United States v. Gamechange Solar Corporation
This text of United States v. Gamechange Solar Corporation (United States v. Gamechange Solar Corporation) is published on Counsel Stack Legal Research, covering District Court, M.D. Florida primary law. Counsel Stack provides free access to over 12 million legal documents including statutes, case law, regulations, and constitutions.
Opinion
UNITED STATES DISTRICT COURT MIDDLE DISTRICT OF FLORIDA JACKSONVILLE DIVISION
UNITED STATES OF AMERICA ex rel. KCI CUSTOMS BROKERS, INC.,
Plaintiff,
v. Case No. 3:22-cv-612-MMH-PDB
GAMECHANGE SOLAR CORPORATION, etc.,
Defendants. ______________________________/
O R D E R
THIS CAUSE is before the Court on Relator’s Response to Defendants’ Motion to Dismiss (Doc. 55; Response), filed July 21, 2025. In the Response, in addition to asserting that Defendants’ motion to dismiss is due to be denied, Relator alternatively requests leave to amend its complaint in the event the Court finds that its allegations are inadequate. See Response at 20. As an initial matter, the Court notes that a request for affirmative relief, such as a request for leave to amend a pleading, is not properly made when simply included in a response to a motion. See Fed. R. Civ. P. 7(b); see also Chabad Chayil, Inc. v. Sch. Bd. of Miami-Dade Cnty, 48 F.4th 1222, 1236 (11th Cir. 2022) (“[W]here a request for leave to file an amended complaint simply is imbedded within an opposition memorandum, the issue has not been raised properly.” (quoting Newton v. Duke Energy Fla., LLC, 895 F.3d 1270, 1277 (11th Cir. 2018)));
Rosenberg v. Gould, 554 F.3d 962, 965 (11th Cir. 2009). Moreover, even if it were proper to include this request in the Response, the request is otherwise due to be denied for failure to comply with Rules 3.01(a) and 3.01(g) of the Local Rules of the United States District Court for the Middle
District of Florida (Local Rule(s)). Local Rule 3.01(a) requires a memorandum of legal authority in support of a request from the Court. See Local Rule 3.01(a). Local Rule 3.01(g) requires certification that the moving party has conferred with opposing counsel in a good faith effort to resolve the issue raised by the
motion and advising the Court whether opposing counsel agrees to the relief requested. See Local Rule 3.01(g). In addition to these deficiencies under the Local Rules, the request in the Response also fails to satisfy the requirement that “[a] motion for leave to amend should either set forth the substance of the
proposed amendment or attach a copy of the proposed amendment.” Long v. Satz, 181 F.3d 1275, 1279 (11th Cir. 1999); see also McGinley v. Fla. Dep’t of Highway Safety and Motor Vehicles, 438 F. App’x 754, 757 (11th Cir. 2011) (affirming denial of leave to amend where plaintiff did not set forth the
substance of the proposed amendment); U.S. ex rel. Atkins v. McInteer, 470 F.3d 1350, 1861-62 (11th Cir. 2006) (same).! Thus, the Court will not entertain Relator’s request for relief included in the Response. Relator is advised that, if it wishes to pursue such relief, it is required to file an appropriate motion in accordance with the Federal Rules of Civil Procedure and the Local Rules of this Court. Accordingly, it is ORDERED: To the extent that Relator requests affirmative relief from the Court, Relator’s Response to Defendants’ Motion to Dismiss (Doc. 55) is DENIED without prejudice. DONE AND ORDERED in Jacksonville, Florida, this 25th day of July, 2025.

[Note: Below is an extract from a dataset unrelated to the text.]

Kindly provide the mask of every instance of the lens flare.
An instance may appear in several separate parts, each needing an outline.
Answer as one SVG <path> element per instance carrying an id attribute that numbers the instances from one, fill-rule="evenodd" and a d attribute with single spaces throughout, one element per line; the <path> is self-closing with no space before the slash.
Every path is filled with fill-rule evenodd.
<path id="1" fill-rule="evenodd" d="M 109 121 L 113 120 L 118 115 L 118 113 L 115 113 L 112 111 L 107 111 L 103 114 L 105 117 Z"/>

MARCIA MORALES HOWARD United States District Judge
1¢33 Copies to: Counsel of Record ! The Court does not rely on unpublished opinions as binding precedent; however, they may be cited in this Order when the Court finds them persuasive on a particular point. See McNamara v. GEICO, 30 F.4th 1055, 1060-61 (11th Cir. 2022); see generally Fed. R. App. P. 32.1; 11th Cir. R. 36-2 (Unpublished opinions are not considered binding precedent, but they may be cited as persuasive authority.”).